Thursday 28 November 2013

Every now and then one must emerge to let the world know one's alive

So...

1. The puzzle mentioned in my previous post is solved. I've increased the +/- 4M lines to 16M, and the difference from pass-by-value to pass-by-reference increased to a little over 1 min. So, there's a difference, but it's irrelevant. This was also a good example of something I've read before, that the compiler takes certain liberties when optimizing classes it knows - such as making calls directly to the implementation of standard containers, instead of using the usual interface. In this case, instead of using std map's copy ctor, it directly invoked the underlying red-black tree copy implementation.

So, the song remains the same - measure first, and optimize only what's required.

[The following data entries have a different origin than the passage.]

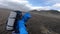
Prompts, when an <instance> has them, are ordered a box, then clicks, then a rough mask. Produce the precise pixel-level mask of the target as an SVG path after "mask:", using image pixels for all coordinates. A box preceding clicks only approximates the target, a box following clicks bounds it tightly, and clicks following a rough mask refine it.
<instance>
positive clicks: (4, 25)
mask: <svg viewBox="0 0 60 34" xmlns="http://www.w3.org/2000/svg"><path fill="white" fill-rule="evenodd" d="M9 13H10V10H7V9H0V34H11V32H10V31H6V30H5V26H6V21H7V17H8V15H9ZM31 15H32V18H31V19H30V20H29V21H28V22H27V30H28V32H29V34H42V33H43V32H45V31H48V29H49V31H50V30H51V31H54V33H59V34H60V18H54V17H47V16H43V15H37V14H33V13H31ZM53 16H54V15H53ZM41 31H43V32H41ZM54 33H53V34H54Z"/></svg>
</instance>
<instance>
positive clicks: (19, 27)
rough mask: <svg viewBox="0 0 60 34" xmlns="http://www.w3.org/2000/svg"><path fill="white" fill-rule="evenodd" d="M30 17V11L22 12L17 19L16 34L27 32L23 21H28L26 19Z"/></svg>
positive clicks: (23, 33)
mask: <svg viewBox="0 0 60 34" xmlns="http://www.w3.org/2000/svg"><path fill="white" fill-rule="evenodd" d="M29 18H31V15H30V13H26V14H24V16H23V17H22V19H21V20H18V22H17V23H18V24H17V29H18V30H19V33H18V34H28V32H27V30H26V26H25V23H26V22H27V21H28V19H29Z"/></svg>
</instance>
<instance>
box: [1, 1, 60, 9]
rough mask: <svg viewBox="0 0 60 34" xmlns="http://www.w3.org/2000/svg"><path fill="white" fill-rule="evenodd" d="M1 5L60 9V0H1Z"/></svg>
mask: <svg viewBox="0 0 60 34" xmlns="http://www.w3.org/2000/svg"><path fill="white" fill-rule="evenodd" d="M0 7H2V8H9V9H14V10H30V9H43V10H50V9H54V10H60V0H0Z"/></svg>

2. I've upgraded to Qt Creator 2.8.1/Qt 5.1.1, and I've rebuilt all the libs to work with mingw's gcc 4.8. I've also created scripts to automate building boost and ICU. While developing the boost script (in perl), I've come across a peculiar problem, but this time I've decided to work around it (half the work is in perl, the other half in a DOS batch script), instead of trying to figure out the cause. Life's too short, and all that jazz...

3. Watching Alex Stepanov's A9 lectures made me realize I was familiar only with C++'s OO paradigm, and that I had to diversify. So, I've began approaching my designs in a different fashion, applying generic programming whenever possible and resisting the urge to turn almost everything into an object. I'll address this in future posts, hopefully.

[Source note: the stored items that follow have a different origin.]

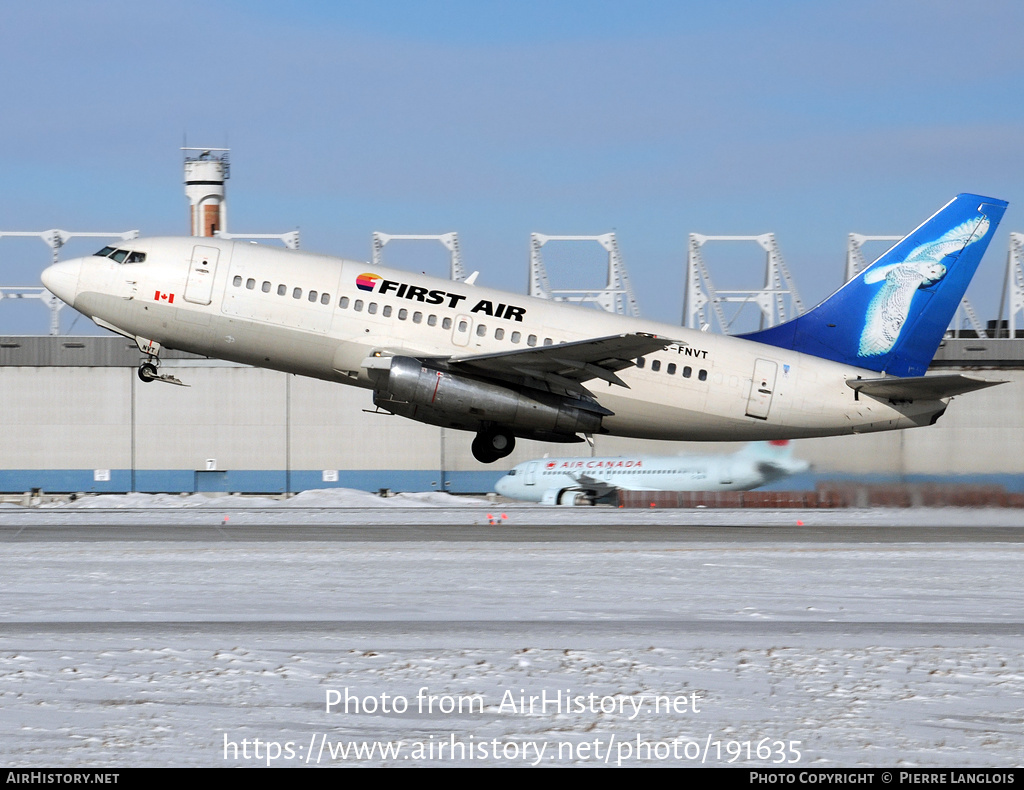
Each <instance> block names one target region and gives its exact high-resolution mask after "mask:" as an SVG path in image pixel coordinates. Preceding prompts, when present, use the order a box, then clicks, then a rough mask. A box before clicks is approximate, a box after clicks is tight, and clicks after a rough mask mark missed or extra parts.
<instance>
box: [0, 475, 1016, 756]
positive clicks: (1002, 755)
mask: <svg viewBox="0 0 1024 790" xmlns="http://www.w3.org/2000/svg"><path fill="white" fill-rule="evenodd" d="M339 496H344V495H339V494H337V493H331V494H310V495H309V497H308V498H307V499H308V500H309V501H308V502H307V503H306V505H305V506H301V505H300V506H297V505H296V502H297V500H299V499H301V498H300V497H297V498H295V499H292V500H289V501H287V502H278V501H273V500H270V501H264V502H252V501H250V502H248V504H249V506H248V507H233V508H229V506H228V501H227V500H225V499H220V500H208V499H206V498H202V497H200V498H195V497H189V498H187V499H186V501H184V502H182V501H181V499H180V498H178V497H170V498H168V499H169V500H170V501H169V502H168V501H166V500H163V499H148V500H143V501H139V500H138V499H137V498H125V499H124V500H123V501H120V502H118V501H112V499H113V500H116V498H110V497H97V498H95V499H96V500H100V499H102V500H105V501H104V502H102V503H101V506H102V507H103V508H106V509H102V510H99V509H95V508H92V507H89V506H88V505H92V504H99V503H96V502H88V501H86V502H83V503H76V505H77V506H63V507H53V508H31V509H26V508H16V507H3V508H0V539H2V540H4V541H5V542H6V543H7V545H5V546H4V552H5V563H4V571H3V574H2V577H0V711H2V712H0V753H2V754H3V755H4V757H5V758H6V759H5V761H6V762H7V764H8V765H26V766H28V765H54V766H79V767H87V766H96V767H99V766H132V765H237V764H238V765H242V764H245V765H257V764H267V763H269V764H274V765H280V766H284V765H288V766H299V765H306V764H309V765H313V764H319V765H333V764H344V763H351V764H358V765H388V764H392V765H415V764H422V765H445V764H477V765H506V764H516V765H518V764H535V763H536V764H545V765H548V764H578V765H592V764H612V765H614V764H623V765H637V764H666V765H669V764H672V765H687V764H701V763H702V764H710V765H725V764H733V765H743V766H749V765H770V764H773V763H774V764H776V765H779V764H783V765H799V766H803V767H824V766H839V765H843V766H851V765H887V766H888V765H907V766H911V765H916V766H968V765H970V766H1009V765H1019V764H1020V763H1021V755H1022V753H1024V752H1022V745H1024V736H1022V731H1024V656H1022V652H1024V651H1022V649H1024V617H1022V611H1024V607H1022V605H1024V594H1022V593H1024V582H1022V581H1021V574H1020V568H1021V560H1022V559H1024V543H1021V542H1020V540H1019V538H1018V539H1016V540H1013V539H1008V540H1007V541H1005V542H991V541H973V540H971V539H970V535H971V533H972V528H977V527H984V526H992V525H998V524H1002V525H1005V526H1015V527H1021V526H1022V524H1021V521H1022V519H1021V517H1020V514H1018V513H1015V512H1009V511H991V510H983V511H966V510H941V511H940V510H933V511H845V512H844V511H799V512H798V511H745V512H737V511H713V510H705V511H700V512H698V513H694V511H667V510H662V511H657V512H656V513H652V512H650V511H639V512H633V513H629V512H625V511H622V510H614V509H595V508H543V507H524V506H518V505H517V506H514V507H512V508H511V509H509V510H506V511H505V512H506V514H507V515H508V516H509V517H508V519H507V521H506V522H505V523H504V525H503V526H502V527H500V528H497V529H500V530H507V531H508V534H509V535H510V536H511V535H513V534H514V532H515V528H516V527H517V526H519V525H528V524H552V525H556V524H563V525H572V524H575V525H578V526H579V525H583V526H587V525H591V524H602V523H603V524H623V523H630V524H635V525H636V526H637V529H638V539H637V540H604V541H599V542H594V541H589V540H586V539H582V540H575V539H573V540H546V539H544V537H543V533H542V534H541V535H539V537H538V538H537V539H536V540H535V539H532V537H530V538H529V539H525V540H524V539H523V538H522V537H521V536H520V537H519V538H518V539H516V540H508V541H505V540H501V539H496V537H495V536H494V535H492V536H490V537H489V538H488V539H487V540H486V541H482V540H481V541H449V540H429V541H427V540H422V541H418V540H410V539H402V540H399V541H388V540H384V539H382V540H374V539H369V540H361V539H358V540H343V539H324V540H318V539H317V540H313V539H304V540H295V541H292V540H287V539H276V540H273V541H267V540H247V539H246V538H245V533H244V530H243V531H242V532H239V533H236V532H231V533H230V535H229V536H227V535H225V536H224V537H223V538H217V539H211V538H210V534H209V533H210V530H203V531H202V534H203V538H202V539H196V540H193V539H189V538H188V537H184V538H182V537H180V536H179V537H178V538H176V539H174V540H162V539H153V536H152V535H150V536H147V537H148V539H146V540H141V539H138V535H139V531H150V530H159V529H161V526H162V525H168V524H180V525H186V526H187V525H195V526H199V527H201V526H204V525H210V526H211V529H214V528H216V527H218V526H221V527H222V526H223V525H224V521H223V519H224V517H225V516H227V517H228V519H229V521H228V522H227V524H228V525H236V526H237V525H239V523H240V522H242V523H245V524H249V523H251V524H253V525H264V526H265V525H268V524H269V525H273V524H282V525H287V524H303V525H309V524H325V525H333V524H350V525H356V524H376V525H378V526H379V527H380V533H381V536H382V537H385V536H386V535H387V534H388V528H389V526H393V525H402V524H404V525H413V526H416V525H421V524H433V525H446V524H468V525H472V524H477V525H479V524H484V523H485V515H486V512H487V508H488V507H490V505H488V504H487V503H486V502H485V501H483V500H476V501H473V502H466V501H462V502H461V503H460V504H458V505H455V504H446V505H441V506H438V504H437V503H436V502H434V501H432V500H430V499H429V498H426V497H425V498H421V499H420V500H419V501H417V500H414V501H410V500H409V499H408V498H406V499H404V501H402V500H401V499H399V498H394V499H389V500H380V499H379V498H372V499H374V500H376V501H374V502H373V503H372V504H373V505H376V506H375V507H371V506H370V505H371V503H370V502H366V503H364V502H358V503H357V506H354V507H351V506H350V507H347V508H345V509H338V505H339V504H340V503H339V501H338V500H337V499H335V500H333V501H331V500H330V497H339ZM430 496H436V495H430ZM441 496H443V495H441ZM229 499H238V498H228V500H229ZM396 500H398V501H396ZM352 501H353V500H351V499H349V500H348V503H349V504H350V505H351V504H352ZM121 505H124V506H121ZM173 505H184V506H173ZM254 505H255V506H254ZM499 512H500V511H499ZM388 514H390V521H388ZM492 514H494V511H492ZM83 519H85V521H84V522H83ZM798 519H800V521H806V522H811V523H813V524H812V525H811V526H817V527H819V529H820V536H821V537H820V539H815V538H814V537H813V535H811V536H810V537H808V539H806V540H804V539H800V540H792V539H791V540H787V541H785V542H778V541H773V540H771V539H770V538H764V537H761V536H758V537H754V538H745V539H744V538H737V536H736V534H735V532H734V531H722V534H721V535H719V534H718V533H716V530H715V525H718V524H720V525H734V524H750V525H752V526H754V525H768V526H770V525H778V526H785V525H793V524H795V522H796V521H798ZM85 523H88V524H89V525H96V524H112V525H123V526H124V527H125V535H126V537H125V538H124V539H116V540H112V539H102V540H89V539H81V535H80V533H78V532H76V531H75V530H76V529H78V528H79V527H81V526H82V525H83V524H85ZM667 523H669V524H671V523H681V524H693V525H702V526H701V527H699V528H698V529H706V530H707V536H705V533H700V536H699V539H698V540H694V539H693V537H692V535H690V537H689V539H687V540H685V541H683V540H675V539H672V537H671V536H669V537H666V535H664V534H663V533H659V532H658V533H645V532H643V530H644V529H645V528H644V525H645V524H652V525H657V524H663V525H664V524H667ZM61 524H62V525H66V526H67V528H68V530H69V539H68V540H59V539H57V540H54V539H53V537H52V535H50V536H49V537H48V538H47V539H46V540H36V539H33V538H32V537H31V536H32V531H33V528H34V527H38V526H45V525H51V526H53V525H57V526H58V525H61ZM841 524H842V525H850V524H854V525H863V526H865V527H871V526H872V525H894V527H893V528H894V529H898V525H918V524H920V525H930V524H946V525H948V526H949V527H950V528H955V527H964V528H965V529H964V530H956V529H950V530H949V533H950V536H949V537H948V539H947V538H943V539H939V540H932V541H899V540H897V541H893V540H887V541H885V542H871V541H866V540H857V539H848V540H847V539H844V540H840V541H836V540H828V539H827V538H828V532H829V530H830V529H833V525H841ZM478 529H480V530H483V529H486V528H483V527H480V528H478ZM958 535H963V536H964V537H963V538H961V537H957V536H958ZM346 696H347V699H346ZM531 698H532V699H531ZM566 701H567V702H566ZM531 702H532V704H530V703H531Z"/></svg>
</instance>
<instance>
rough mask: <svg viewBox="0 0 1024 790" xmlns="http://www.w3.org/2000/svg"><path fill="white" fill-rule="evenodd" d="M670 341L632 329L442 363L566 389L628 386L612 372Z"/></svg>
mask: <svg viewBox="0 0 1024 790" xmlns="http://www.w3.org/2000/svg"><path fill="white" fill-rule="evenodd" d="M671 343H672V340H670V339H669V338H667V337H659V336H658V335H651V334H647V333H645V332H634V333H632V334H626V335H609V336H607V337H598V338H594V339H591V340H577V341H574V342H571V343H559V344H558V345H542V346H536V347H532V348H519V349H516V350H514V351H501V352H498V354H478V355H467V356H465V357H450V358H449V359H447V361H446V362H447V364H449V365H451V366H452V367H453V368H455V369H462V370H465V371H467V372H472V373H477V374H483V375H486V376H498V377H500V378H508V377H509V374H513V375H515V374H518V375H520V376H526V377H528V378H536V379H543V380H546V381H548V382H549V383H552V384H556V385H558V386H568V387H570V388H571V387H579V386H580V385H581V384H582V382H584V381H589V380H591V379H595V378H599V379H602V380H604V381H607V382H609V383H611V384H617V385H618V386H625V387H627V388H628V387H629V385H628V384H627V383H626V382H625V381H623V380H622V379H621V378H620V377H618V376H616V375H615V373H616V372H618V371H621V370H624V369H626V368H630V367H633V366H634V365H635V364H636V358H637V357H643V356H644V355H645V354H650V352H651V351H657V350H660V349H662V348H665V347H666V346H668V345H670V344H671Z"/></svg>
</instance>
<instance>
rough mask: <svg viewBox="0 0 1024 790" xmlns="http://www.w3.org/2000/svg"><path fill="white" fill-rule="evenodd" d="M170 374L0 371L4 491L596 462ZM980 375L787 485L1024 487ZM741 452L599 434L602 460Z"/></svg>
mask: <svg viewBox="0 0 1024 790" xmlns="http://www.w3.org/2000/svg"><path fill="white" fill-rule="evenodd" d="M135 356H136V357H137V352H136V355H135ZM164 370H165V371H169V372H173V373H174V374H175V375H177V376H178V377H179V378H180V379H181V380H182V381H184V382H185V383H187V384H189V386H188V387H179V386H173V385H169V384H165V383H157V382H154V383H142V382H141V381H139V379H138V378H137V376H136V374H135V368H134V367H127V366H120V365H118V366H110V365H100V366H97V367H85V366H80V365H77V364H75V363H74V362H72V363H70V364H58V365H55V366H45V367H36V366H27V365H10V364H8V365H7V366H2V365H0V399H2V400H0V403H2V404H3V409H2V410H0V431H2V433H0V435H2V436H3V444H2V448H3V449H2V452H0V491H4V492H22V491H27V490H29V489H32V488H41V489H43V490H46V491H129V490H137V491H195V490H216V491H247V492H285V491H299V490H304V489H309V488H323V487H328V486H335V485H336V486H344V487H351V488H362V489H367V490H376V489H378V488H391V489H393V490H396V491H431V490H433V491H440V490H447V491H454V492H481V491H489V490H492V487H493V485H494V483H495V481H496V480H497V479H498V477H499V476H500V475H501V474H502V473H504V471H505V470H507V469H508V468H510V467H511V466H513V465H514V464H516V463H519V462H521V461H524V460H528V459H530V458H537V457H540V456H543V455H545V454H551V455H562V456H570V455H577V456H587V455H590V454H591V450H590V448H589V446H587V445H586V444H579V445H550V444H542V443H536V442H522V441H520V442H519V443H518V446H517V449H516V451H515V453H513V455H512V456H510V457H509V458H507V459H505V460H503V461H501V462H499V463H497V464H493V465H484V464H480V463H478V462H477V461H476V460H475V459H474V458H473V457H472V454H471V452H470V443H471V441H472V434H470V433H466V432H462V431H454V430H442V429H439V428H435V427H431V426H427V425H422V424H419V423H416V422H412V421H410V420H406V419H402V418H400V417H393V416H387V415H384V414H371V413H367V411H365V410H372V409H373V404H372V401H371V397H370V392H369V391H367V390H362V389H356V388H352V387H347V386H343V385H339V384H331V383H328V382H324V381H317V380H313V379H306V378H300V377H297V376H289V375H286V374H283V373H278V372H274V371H267V370H260V369H255V368H246V367H241V366H234V365H229V364H225V363H219V362H213V361H208V360H198V359H196V360H188V359H178V360H169V361H168V362H167V363H165V367H164ZM976 372H977V373H978V375H982V376H984V377H986V378H992V379H1001V380H1007V381H1009V382H1010V383H1007V384H1002V385H1000V386H996V387H991V388H989V389H984V390H981V391H978V392H972V393H969V394H966V396H962V397H959V398H956V399H954V400H953V402H952V404H951V405H950V407H949V409H948V411H947V412H946V414H945V415H944V416H943V417H942V418H941V419H940V420H939V422H938V423H937V424H936V425H934V426H931V427H926V428H915V429H912V430H905V431H898V432H890V433H876V434H870V435H861V436H843V438H835V439H820V440H803V441H801V442H797V443H795V448H796V455H797V456H798V457H801V458H805V459H807V460H809V461H811V462H812V464H813V471H812V472H811V473H810V474H808V475H802V476H801V477H800V479H796V480H791V481H788V482H783V483H781V484H777V485H776V486H775V488H803V487H811V486H813V485H814V483H815V482H816V481H817V480H823V479H827V480H835V479H843V477H851V476H853V477H857V479H861V480H868V481H894V480H909V481H913V480H924V479H934V477H942V479H947V477H957V479H959V480H963V481H966V482H967V481H970V482H990V483H1001V484H1004V485H1007V486H1008V487H1009V488H1010V489H1011V490H1016V491H1020V490H1024V450H1022V448H1021V444H1022V443H1021V440H1022V436H1024V370H1020V369H1013V370H1008V369H1002V370H981V371H976ZM738 447H739V445H736V444H718V445H707V444H697V443H658V442H641V441H637V440H623V439H616V438H609V436H598V438H596V448H595V453H596V454H597V455H621V454H630V453H641V452H642V453H649V454H650V453H654V454H663V455H670V454H676V453H699V454H710V453H720V452H734V451H735V450H736V449H737V448H738ZM211 459H212V460H213V461H214V463H213V464H212V467H211V468H208V465H210V464H208V461H210V460H211ZM97 470H98V473H97ZM325 470H328V471H331V470H337V473H338V480H337V482H325V480H324V471H325ZM105 471H109V477H110V479H109V480H104V479H103V477H105V476H106V474H105V473H104V472H105ZM97 477H99V479H98V480H97Z"/></svg>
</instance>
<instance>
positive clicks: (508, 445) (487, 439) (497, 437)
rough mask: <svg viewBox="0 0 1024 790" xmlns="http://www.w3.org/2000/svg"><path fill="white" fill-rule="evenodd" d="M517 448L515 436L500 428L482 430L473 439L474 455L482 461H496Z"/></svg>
mask: <svg viewBox="0 0 1024 790" xmlns="http://www.w3.org/2000/svg"><path fill="white" fill-rule="evenodd" d="M513 450H515V436H513V435H512V434H511V433H509V432H508V431H506V430H502V429H500V428H490V429H489V430H481V431H480V432H479V433H477V434H476V439H474V440H473V457H474V458H476V460H477V461H479V462H480V463H494V462H495V461H497V460H499V459H501V458H504V457H505V456H507V455H509V454H510V453H511V452H512V451H513Z"/></svg>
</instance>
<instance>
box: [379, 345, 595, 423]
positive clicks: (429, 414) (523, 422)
mask: <svg viewBox="0 0 1024 790" xmlns="http://www.w3.org/2000/svg"><path fill="white" fill-rule="evenodd" d="M371 375H372V376H373V377H374V378H375V382H376V385H375V387H374V403H375V404H376V405H377V406H380V407H381V408H385V409H387V410H388V411H391V412H393V413H395V414H398V415H401V416H403V417H410V418H412V419H415V420H419V421H421V422H427V423H430V424H432V425H441V426H444V427H454V428H461V429H464V430H484V429H487V428H490V427H492V426H496V427H500V428H504V429H505V430H507V431H508V432H510V433H512V434H515V435H519V436H523V438H535V436H536V438H538V439H542V438H543V439H546V440H547V441H559V439H561V441H569V442H572V441H577V438H575V434H577V433H594V432H597V431H598V430H599V429H600V427H601V417H602V411H601V407H599V406H597V405H596V404H595V405H594V409H593V410H590V409H588V408H587V404H586V403H585V402H580V401H573V400H571V399H568V398H564V397H561V396H557V394H553V393H551V392H543V391H540V390H535V389H521V390H520V389H514V388H512V386H503V385H502V384H500V383H494V382H490V381H481V380H477V379H475V378H471V377H469V376H463V375H460V374H458V373H450V372H447V371H442V370H438V369H436V368H431V367H427V366H426V365H424V364H422V363H421V362H420V361H419V360H415V359H412V358H409V357H393V358H391V359H390V366H389V367H388V368H386V369H384V368H381V369H377V370H372V371H371ZM603 413H607V412H603Z"/></svg>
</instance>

4. My libssh2 + boost asio work has been deployed. Not in the grandiose manner I envisioned, filled with pools of ssh connections and a multitude of threads, but in a more modest setting - a command line utility that reads a few files and runs a list of commands on a remote server. It's indeed a humble beginning, but it has already proved its success, and it will allow me another shot at something that got me stuck - how to apply logging to it (actually, for this utility, I #defined out all logging, because I wasn't happy with it).

I believe I got stuck because I tried to solve the problem of applying logging to reusable code, which is more complex than the problem I'll address now - how to apply logging from the point of view of an app (i.e., the code the uses the reusable code). I hope this different - and simpler - point of view will prove more productive.